Fa fare il bagno alle famiglie accanto alle foci inquinate dei fiumi, fa provare alle persone fragili le droghe nella presunzione di saper governarne la dipendenza…
L’ignoranza permette, ai capi di religioni modellate dagli uomini, di manipolarne le menti.
L’ignoranza è irrisolvibile, l’essere umano non la considera un problema, non ascolta chi gli rivela una verità perché questa è spesso spiazzante, scomoda e lontana dalla propria essenza.
Anche Gesù ha pagato a caro prezzo l’imboccare col cucchiaino alcune Verità.

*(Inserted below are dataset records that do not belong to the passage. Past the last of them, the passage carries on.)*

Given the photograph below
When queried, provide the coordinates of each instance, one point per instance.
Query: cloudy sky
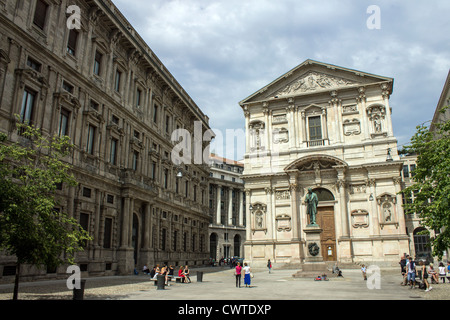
(222, 51)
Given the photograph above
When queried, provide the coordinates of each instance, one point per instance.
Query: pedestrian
(433, 274)
(247, 275)
(442, 272)
(448, 271)
(364, 270)
(411, 275)
(157, 271)
(425, 276)
(269, 265)
(238, 275)
(181, 274)
(186, 274)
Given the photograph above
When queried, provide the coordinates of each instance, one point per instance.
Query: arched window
(323, 194)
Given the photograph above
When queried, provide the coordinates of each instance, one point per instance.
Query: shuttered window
(40, 14)
(72, 42)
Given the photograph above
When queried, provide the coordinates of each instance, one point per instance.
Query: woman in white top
(247, 274)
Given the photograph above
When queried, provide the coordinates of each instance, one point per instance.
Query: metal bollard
(78, 294)
(161, 282)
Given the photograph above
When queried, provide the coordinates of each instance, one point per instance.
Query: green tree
(431, 182)
(31, 228)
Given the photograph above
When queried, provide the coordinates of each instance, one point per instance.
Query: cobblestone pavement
(219, 284)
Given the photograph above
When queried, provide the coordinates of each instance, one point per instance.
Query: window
(117, 81)
(94, 105)
(113, 152)
(107, 233)
(315, 128)
(166, 178)
(135, 160)
(68, 87)
(26, 111)
(97, 63)
(72, 42)
(405, 171)
(167, 123)
(64, 117)
(155, 113)
(90, 139)
(40, 14)
(33, 64)
(87, 192)
(138, 97)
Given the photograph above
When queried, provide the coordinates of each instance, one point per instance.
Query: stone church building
(327, 128)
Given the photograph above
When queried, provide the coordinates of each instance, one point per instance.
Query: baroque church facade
(327, 128)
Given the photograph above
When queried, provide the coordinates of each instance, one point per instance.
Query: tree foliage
(31, 228)
(431, 183)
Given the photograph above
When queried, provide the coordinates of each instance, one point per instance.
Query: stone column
(374, 208)
(219, 199)
(241, 209)
(230, 207)
(399, 200)
(385, 93)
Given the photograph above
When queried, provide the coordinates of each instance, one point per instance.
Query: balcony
(317, 143)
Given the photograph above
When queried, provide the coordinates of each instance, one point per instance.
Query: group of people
(168, 272)
(410, 269)
(247, 274)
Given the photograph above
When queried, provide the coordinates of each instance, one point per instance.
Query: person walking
(238, 274)
(442, 272)
(364, 272)
(247, 275)
(411, 269)
(425, 276)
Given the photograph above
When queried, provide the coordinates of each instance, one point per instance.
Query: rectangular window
(97, 63)
(68, 87)
(135, 160)
(117, 81)
(315, 128)
(138, 97)
(113, 154)
(33, 64)
(405, 171)
(155, 113)
(72, 42)
(108, 233)
(90, 139)
(26, 111)
(40, 14)
(64, 123)
(166, 178)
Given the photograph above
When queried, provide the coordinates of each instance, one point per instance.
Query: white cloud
(221, 51)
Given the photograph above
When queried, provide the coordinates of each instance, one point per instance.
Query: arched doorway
(135, 237)
(325, 219)
(422, 245)
(213, 242)
(237, 246)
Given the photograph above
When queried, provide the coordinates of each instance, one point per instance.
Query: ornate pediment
(314, 81)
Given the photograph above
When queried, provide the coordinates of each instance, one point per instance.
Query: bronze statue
(311, 201)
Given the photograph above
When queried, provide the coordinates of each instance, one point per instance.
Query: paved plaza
(219, 284)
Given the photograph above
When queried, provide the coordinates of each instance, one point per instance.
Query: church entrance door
(325, 219)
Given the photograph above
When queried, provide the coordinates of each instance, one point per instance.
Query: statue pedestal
(313, 264)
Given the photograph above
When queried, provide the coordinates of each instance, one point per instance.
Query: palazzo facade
(226, 208)
(327, 128)
(101, 85)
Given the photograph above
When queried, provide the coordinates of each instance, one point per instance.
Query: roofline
(308, 62)
(441, 101)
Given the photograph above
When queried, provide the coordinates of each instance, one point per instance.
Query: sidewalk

Chi svela verità rimane isolato e stritolato, perché la massa ignorante rimane indifferente a chi dà quelle verità riceve danni, materiali o immateriali, e fa di tutto per distruggerlo.
Il saggio ignorante è chi è consapevole della propria ignoranza e si impegna a trovare delle risposte, che rimangono comunque parziali.
Non bastano le giuste letture o frequentare club esoterici, se non si hanno le particolari attitudini per cogliere quello che l’ordinario uomo non riesce a comprendere.
In fondo l’uomo vive di istinti, pressappoco come gli altri animali, istinti molto più evoluti, ma la sua vita è governata da loro.
La più significativa differenza tra gli essere umani non è nell’intelligenza, nella bellezza o nel colore della pelle, ma sta nel percepire il senso di alcune verità, intravvederne i contorni e il loro collegamento con le domande più alte.
Queste sono persone rare che spesso arrivano alla conclusione che l’unica cosa che si può fare è attenzionare chi ha le doti per un cammino verso la saggezza e aiutarlo nella sua crescita interiore.
Farlo con l’uomo ordinario non ha senso, perché non riuscirebbe a cogliere l’essenza di certe verità riservate per pochi.